En estos días hemos escuchado muchos comentarios sobre la renuncia del Papa. Para comprender su decisión hay que ir a las palabras que él mismo pronunció, palabras que, además, son muy útiles para iluminar nuestra propia vida y también el tiempo de Cuaresma. El Papa declaró que “después de haber examinado ante Dios reiteradamente mi conciencia, he llegado a la certeza de que, por la edad avanzada, ya no tengo fuerzas para ejercer adecuadamente el ministerio petrino”. Y luego al final, aseguró que “también en el futuro quisiera servir de todo corazón a la Santa Iglesia de Dios con una vida dedicada a la plegaria”. En esas frases está la clave evangélica de la ofrenda total de su vida a Dios, como siempre lo ha hecho. Aprendamos también nosotros a examinar reiteradamente nuestra conciencia ante Dios para tomar las decisiones con el sincero deseo de hacer lo que Dios quiere. Entonces también nuestra vida, hecha ofrenda a Dios, estará casi naturalmente inclinada a la plegaria.

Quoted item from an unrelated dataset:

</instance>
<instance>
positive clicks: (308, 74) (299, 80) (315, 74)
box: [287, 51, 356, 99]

Iniciemos estos días de penitencia con la confianza puesta en Dios. En el camino del amor cristiano vivido en serio encontraremos dificultades y sufrimientos, pero la fe en Jesús nos da la certeza de que el mal no vence al bien y que la luz es más potente que las tinieblas. El cristiano es una persona conquistada por el amor de Cristo y movido por este amor está abierto de modo profundo y concreto al amor al prójimo –escribió el Papa en el Mensaje para esta Cuaresma–. Encomendemos a María de Itatí nuestro camino cuaresmal y pidámosle que nos abra la ‘puerta de la fe’ para entrar por ella y colocar a Dios en el centro de nuestra vida.